Acceptance - Jesus Army Life, Day 150

Last night I visited my friends place and was just leaving when I bumped into his flatmates outside. Explaining that I was making my way home to bed one of my friends mates invited me back to stay longer, sealing his invitation with the compliment: "you're alright you are."

Cha-ching! I think those words clinched the deal and I stayed for another hour.

A couple of hours before we'd had a new guy round our place. He had been seriously self-harming and, while I was dubious about some of the company he kept, I invited his companion in as well because it was important to send out a message of acceptance rather than rejection.

Acceptance is incredibly important. It is the fuel of friendship. It is the key platform by which relationships are launched; especially among the young. I have a couple of friends who unwittingly do all they can to find the blessing of acceptance. Check that, I have many, many friends who operate on that level. But these two I'm particularly close to: both in their own way are desperate to be loved and both make huge mistakes in trying to win that affection, that is how crucial being accepted is to them. But neither is it the case that the acceptance hoped for is not on offer, it is, very much so.

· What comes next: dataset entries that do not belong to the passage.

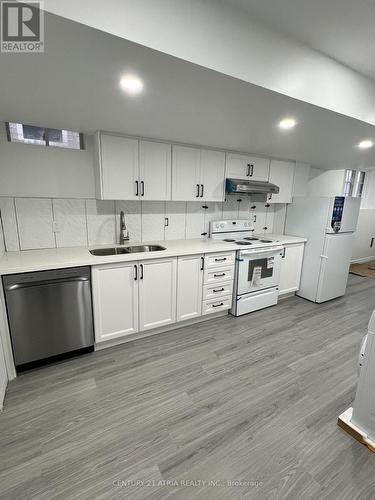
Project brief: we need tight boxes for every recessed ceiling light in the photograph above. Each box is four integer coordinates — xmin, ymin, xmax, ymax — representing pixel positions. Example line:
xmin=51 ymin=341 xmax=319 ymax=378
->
xmin=119 ymin=74 xmax=144 ymax=94
xmin=358 ymin=139 xmax=373 ymax=149
xmin=279 ymin=118 xmax=297 ymax=130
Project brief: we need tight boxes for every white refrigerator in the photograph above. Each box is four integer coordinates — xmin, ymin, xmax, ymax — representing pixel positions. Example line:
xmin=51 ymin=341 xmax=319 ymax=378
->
xmin=286 ymin=196 xmax=361 ymax=303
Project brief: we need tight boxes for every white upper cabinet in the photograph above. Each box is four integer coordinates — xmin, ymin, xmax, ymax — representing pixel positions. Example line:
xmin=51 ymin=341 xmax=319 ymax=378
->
xmin=172 ymin=145 xmax=201 ymax=201
xmin=95 ymin=133 xmax=172 ymax=201
xmin=138 ymin=257 xmax=177 ymax=331
xmin=95 ymin=133 xmax=139 ymax=200
xmin=226 ymin=153 xmax=270 ymax=181
xmin=200 ymin=149 xmax=225 ymax=202
xmin=176 ymin=254 xmax=204 ymax=321
xmin=92 ymin=262 xmax=139 ymax=342
xmin=268 ymin=160 xmax=295 ymax=204
xmin=172 ymin=145 xmax=225 ymax=202
xmin=139 ymin=140 xmax=171 ymax=200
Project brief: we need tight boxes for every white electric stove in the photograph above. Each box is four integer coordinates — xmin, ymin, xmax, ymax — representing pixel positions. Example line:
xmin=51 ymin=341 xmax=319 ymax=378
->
xmin=210 ymin=220 xmax=284 ymax=316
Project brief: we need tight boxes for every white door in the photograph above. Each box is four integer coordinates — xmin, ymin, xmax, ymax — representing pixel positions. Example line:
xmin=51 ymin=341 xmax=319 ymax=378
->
xmin=92 ymin=263 xmax=138 ymax=342
xmin=226 ymin=153 xmax=270 ymax=181
xmin=99 ymin=134 xmax=139 ymax=200
xmin=279 ymin=244 xmax=305 ymax=295
xmin=176 ymin=255 xmax=203 ymax=321
xmin=316 ymin=233 xmax=354 ymax=302
xmin=268 ymin=160 xmax=295 ymax=204
xmin=139 ymin=140 xmax=172 ymax=201
xmin=139 ymin=258 xmax=177 ymax=331
xmin=200 ymin=149 xmax=225 ymax=202
xmin=172 ymin=145 xmax=201 ymax=201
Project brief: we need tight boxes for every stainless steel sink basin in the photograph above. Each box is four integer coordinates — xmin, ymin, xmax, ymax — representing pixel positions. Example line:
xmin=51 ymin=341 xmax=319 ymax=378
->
xmin=124 ymin=245 xmax=166 ymax=253
xmin=90 ymin=245 xmax=166 ymax=256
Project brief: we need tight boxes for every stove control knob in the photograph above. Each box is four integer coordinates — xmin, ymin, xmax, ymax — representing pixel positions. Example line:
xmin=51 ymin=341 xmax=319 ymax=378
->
xmin=244 ymin=222 xmax=248 ymax=227
xmin=215 ymin=223 xmax=220 ymax=228
xmin=220 ymin=224 xmax=225 ymax=228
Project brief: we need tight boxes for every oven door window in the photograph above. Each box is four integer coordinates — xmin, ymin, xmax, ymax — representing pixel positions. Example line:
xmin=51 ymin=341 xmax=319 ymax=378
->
xmin=247 ymin=257 xmax=274 ymax=281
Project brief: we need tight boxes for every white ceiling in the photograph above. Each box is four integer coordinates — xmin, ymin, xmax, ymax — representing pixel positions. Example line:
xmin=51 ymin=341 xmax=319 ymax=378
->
xmin=1 ymin=13 xmax=375 ymax=170
xmin=226 ymin=0 xmax=375 ymax=81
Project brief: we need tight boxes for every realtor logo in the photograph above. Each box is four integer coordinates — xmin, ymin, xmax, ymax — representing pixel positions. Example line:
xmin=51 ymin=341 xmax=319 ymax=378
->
xmin=1 ymin=1 xmax=44 ymax=52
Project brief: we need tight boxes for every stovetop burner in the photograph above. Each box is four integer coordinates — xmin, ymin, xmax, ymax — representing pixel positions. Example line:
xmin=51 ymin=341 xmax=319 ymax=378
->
xmin=236 ymin=241 xmax=253 ymax=245
xmin=243 ymin=237 xmax=259 ymax=241
xmin=260 ymin=239 xmax=272 ymax=243
xmin=223 ymin=239 xmax=236 ymax=242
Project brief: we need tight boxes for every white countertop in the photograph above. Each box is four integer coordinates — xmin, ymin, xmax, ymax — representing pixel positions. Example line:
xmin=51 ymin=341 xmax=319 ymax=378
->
xmin=0 ymin=234 xmax=306 ymax=275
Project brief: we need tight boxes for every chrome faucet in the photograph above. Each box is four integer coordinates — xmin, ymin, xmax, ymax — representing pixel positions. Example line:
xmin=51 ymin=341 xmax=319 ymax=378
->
xmin=119 ymin=210 xmax=129 ymax=244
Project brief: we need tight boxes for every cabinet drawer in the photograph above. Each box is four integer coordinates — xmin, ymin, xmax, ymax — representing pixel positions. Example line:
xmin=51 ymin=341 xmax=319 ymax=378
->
xmin=204 ymin=267 xmax=234 ymax=284
xmin=202 ymin=296 xmax=232 ymax=315
xmin=203 ymin=282 xmax=234 ymax=300
xmin=205 ymin=252 xmax=235 ymax=268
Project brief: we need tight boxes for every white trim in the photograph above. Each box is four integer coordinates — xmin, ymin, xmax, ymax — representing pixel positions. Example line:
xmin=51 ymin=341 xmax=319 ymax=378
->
xmin=351 ymin=257 xmax=375 ymax=264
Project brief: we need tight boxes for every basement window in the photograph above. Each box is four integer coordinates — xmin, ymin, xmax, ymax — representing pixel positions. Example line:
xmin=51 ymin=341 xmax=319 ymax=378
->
xmin=354 ymin=170 xmax=366 ymax=198
xmin=5 ymin=123 xmax=84 ymax=150
xmin=343 ymin=169 xmax=356 ymax=196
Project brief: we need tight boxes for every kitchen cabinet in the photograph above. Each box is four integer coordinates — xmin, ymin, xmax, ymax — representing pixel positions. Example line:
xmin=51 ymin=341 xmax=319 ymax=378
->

As a church we have a motto:

All welcome. No prejudice.

In my experience this challenge of accepting others has to be brought down to an individual level. The reason is that the acceptance offered is rarely fully received. Sin (our twisted, Godless state) keeps us trapped in thinking the best fruit is elsewhere. And so it takes time to learn who your true friends are. God seems to spend most of his time helping us realise he loves us, yet we rarely get the message. If only we did. When you know you are loved, you can do anything. Sadly it takes time to learn.

So I've been learning lessons too. Principally I'm learning that being right doesn't help build relationships. If the other party doesn't understand the issue then they are likely to feel that they are the problem. Placing conditions on a friendship is truly destructive if it is not done with that unconditional love which God showed when he allowed himself to be killed to rescue us. Training disciples has to be ruled by the promise, the guarantee of a friendship for better or worse.

For the sake of others, the power of acceptance is a love-lesson we Christians must learn. I long for my two friends to know they're gonna be okay, if they just hang in there everything will be alright, Jesus guarantees it. And along the way there are numerous boxes to be ticked before they may realise they are loved: there's respect, understanding, encouragement, meaningful challenge, acceptance by and of their peer group, quality times, seeing the person not the action. Helping friends to get the point: "I accept you completely, as you are," can feel something like trying to tee-off on a golf range with short sighted vision.

I know there are times when, as a church, we've had to make hard decisions about someone because they've been out of order, but the dangerous message received by their peers can be one of rejection. Being cruel to be kind is necessary if we are to protect what is good, but I'm learning how important it is, if possible, to also avoid reaching that critical point where the message is: 'rejected'. Acceptance is a powerful essential. It matters. End of argument.

How can I show my love, since love is manifested in actions? I will not miss any sacrifice, any gesture of sensitivity, any word. Doing the smallest things out of love I will always sing about it, even though roses are to be taken care of in the midst of thorns.